Essentially no one questions its Pauline authorship. Paul claims to be its writer (Romans 1:1) and there are so many personal identifying correlations throughout the epistle, both with the account of his travels in Acts and with the other Pauline letters, that it could hardly have been forged by anyone else. He evidently wrote it during the three months he stayed in Corinth while on his third missionary journey (Acts 20:3). He was planning to send the letter by Phoebe, who was a member and faithful worker in the Corinthian church (Romans 16:1), living in the Corinthian suburb called Cenchrea.
The time of writing was just before his last trip to Jerusalem, where he was planning to bring his gift from the Gentile churches to the impoverished Jewish believers there (Romans 15:25-27). He planned to go to Rome after that, and eventually to Spain, and this letter was intended to prepare the Roman Christians for his coming.
Unlike most of the other churches to whom he wrote epistles, Paul was not the founder of the Roman church. This, perhaps, was one of the reasons he felt it necessary to write such a full doctrinal treatise in his letter to the believers there. No mention is made of the Apostle Peter, for he had not yet come to Rome at this time, and was probably still living in Babylon (I Peter 5:13). Paul mentioned many of the Roman Christians by name (Romans 16:1-23), some of whom he had already met before they moved to Rome (e.g., Priscilla and Aquila), and it is inconceivable that he would not have mentioned Peter, if Peter had actually founded the church (or churches) at Rome, as some have claimed.
Actually, no one knows who first carried the Gospel to Rome; possibly it was some of the Jews who had come from Rome to Jerusalem for the observance of Pentecost and who were converted before returning to Rome (Acts 2:10). Since Peter was the preacher at Pentecost when they were baptized (Acts 2:14-40), this may have been the real source of the otherwise unsound tradition that Peter started the church at Rome.

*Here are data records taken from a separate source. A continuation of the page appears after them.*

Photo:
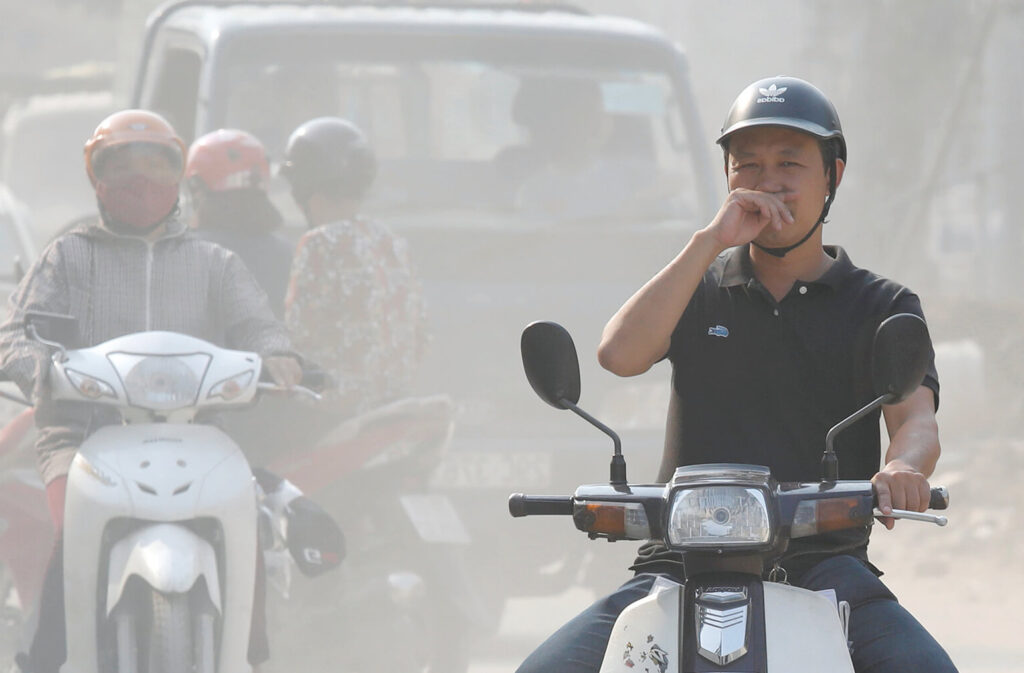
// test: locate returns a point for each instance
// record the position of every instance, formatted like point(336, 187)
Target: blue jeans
point(886, 637)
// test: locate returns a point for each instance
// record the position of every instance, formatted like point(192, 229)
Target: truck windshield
point(529, 127)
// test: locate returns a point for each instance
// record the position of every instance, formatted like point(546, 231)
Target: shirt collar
point(738, 269)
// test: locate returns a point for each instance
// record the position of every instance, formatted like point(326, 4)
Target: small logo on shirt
point(772, 93)
point(718, 330)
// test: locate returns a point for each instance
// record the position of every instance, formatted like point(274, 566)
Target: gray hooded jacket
point(117, 285)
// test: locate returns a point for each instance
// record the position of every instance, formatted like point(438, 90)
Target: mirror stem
point(829, 462)
point(617, 460)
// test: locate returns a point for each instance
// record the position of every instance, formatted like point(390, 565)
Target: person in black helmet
point(353, 302)
point(769, 333)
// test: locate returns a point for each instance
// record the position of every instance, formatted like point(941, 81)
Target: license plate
point(518, 470)
point(434, 518)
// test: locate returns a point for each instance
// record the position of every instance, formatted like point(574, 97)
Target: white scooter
point(730, 522)
point(161, 516)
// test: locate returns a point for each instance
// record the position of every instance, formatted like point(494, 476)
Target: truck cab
point(541, 162)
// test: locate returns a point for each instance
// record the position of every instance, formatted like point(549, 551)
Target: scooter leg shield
point(168, 557)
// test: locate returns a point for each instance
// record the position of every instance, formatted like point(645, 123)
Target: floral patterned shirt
point(355, 308)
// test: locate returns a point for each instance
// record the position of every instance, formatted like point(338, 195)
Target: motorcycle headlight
point(719, 516)
point(161, 382)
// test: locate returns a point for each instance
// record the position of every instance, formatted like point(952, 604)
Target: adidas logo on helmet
point(772, 94)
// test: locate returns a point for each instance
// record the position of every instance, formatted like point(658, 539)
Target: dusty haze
point(930, 94)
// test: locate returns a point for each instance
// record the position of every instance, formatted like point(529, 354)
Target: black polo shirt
point(762, 381)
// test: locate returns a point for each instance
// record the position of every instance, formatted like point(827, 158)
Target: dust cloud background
point(931, 94)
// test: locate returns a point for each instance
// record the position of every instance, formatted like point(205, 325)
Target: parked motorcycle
point(402, 594)
point(730, 522)
point(160, 537)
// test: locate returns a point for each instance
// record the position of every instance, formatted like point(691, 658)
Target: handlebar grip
point(520, 505)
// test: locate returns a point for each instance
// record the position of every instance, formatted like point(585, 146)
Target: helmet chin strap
point(780, 252)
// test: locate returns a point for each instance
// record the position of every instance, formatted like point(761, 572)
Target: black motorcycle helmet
point(790, 102)
point(329, 155)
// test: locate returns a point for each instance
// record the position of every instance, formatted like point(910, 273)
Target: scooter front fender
point(168, 557)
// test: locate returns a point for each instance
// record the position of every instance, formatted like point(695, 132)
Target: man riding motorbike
point(227, 174)
point(135, 268)
point(769, 332)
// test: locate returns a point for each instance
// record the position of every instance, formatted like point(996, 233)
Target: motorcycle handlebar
point(520, 505)
point(939, 498)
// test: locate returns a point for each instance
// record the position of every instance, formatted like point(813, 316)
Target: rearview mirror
point(550, 360)
point(900, 358)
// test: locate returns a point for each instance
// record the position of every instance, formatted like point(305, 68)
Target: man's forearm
point(639, 333)
point(915, 445)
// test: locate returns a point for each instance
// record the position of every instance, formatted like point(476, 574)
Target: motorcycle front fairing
point(158, 499)
point(728, 623)
point(126, 478)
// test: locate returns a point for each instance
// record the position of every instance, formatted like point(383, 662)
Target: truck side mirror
point(549, 356)
point(900, 356)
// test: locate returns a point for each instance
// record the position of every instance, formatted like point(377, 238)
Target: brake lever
point(914, 516)
point(273, 387)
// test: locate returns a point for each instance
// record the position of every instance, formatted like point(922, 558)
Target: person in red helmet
point(134, 268)
point(227, 175)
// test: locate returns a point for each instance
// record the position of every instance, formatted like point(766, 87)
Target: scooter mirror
point(551, 363)
point(900, 356)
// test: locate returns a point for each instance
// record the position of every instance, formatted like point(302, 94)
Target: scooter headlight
point(161, 382)
point(719, 516)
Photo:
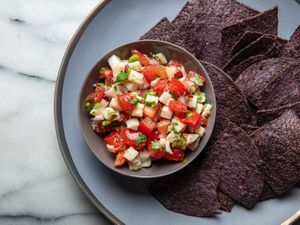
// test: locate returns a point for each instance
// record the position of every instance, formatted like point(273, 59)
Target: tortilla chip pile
point(254, 151)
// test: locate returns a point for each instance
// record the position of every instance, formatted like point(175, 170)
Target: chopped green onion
point(121, 77)
point(141, 139)
point(133, 58)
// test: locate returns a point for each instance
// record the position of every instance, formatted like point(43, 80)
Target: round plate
point(122, 199)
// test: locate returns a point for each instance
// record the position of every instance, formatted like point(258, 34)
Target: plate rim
point(60, 134)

There were certainly both Jews and Gentiles in the churches (perhaps about four) at Rome to whom Paul’s epistle was addressed. The book of Romans contains about sixty quotations from the Old Testament Scriptures, as well as extensive doctrinal sections concerning the place of the Jews in God’s plan (especially Romans 9–11), yet it obviously also is addressed to Gentiles (e.g., Romans 11:13). The date of writing was between A.D. 56 and 60.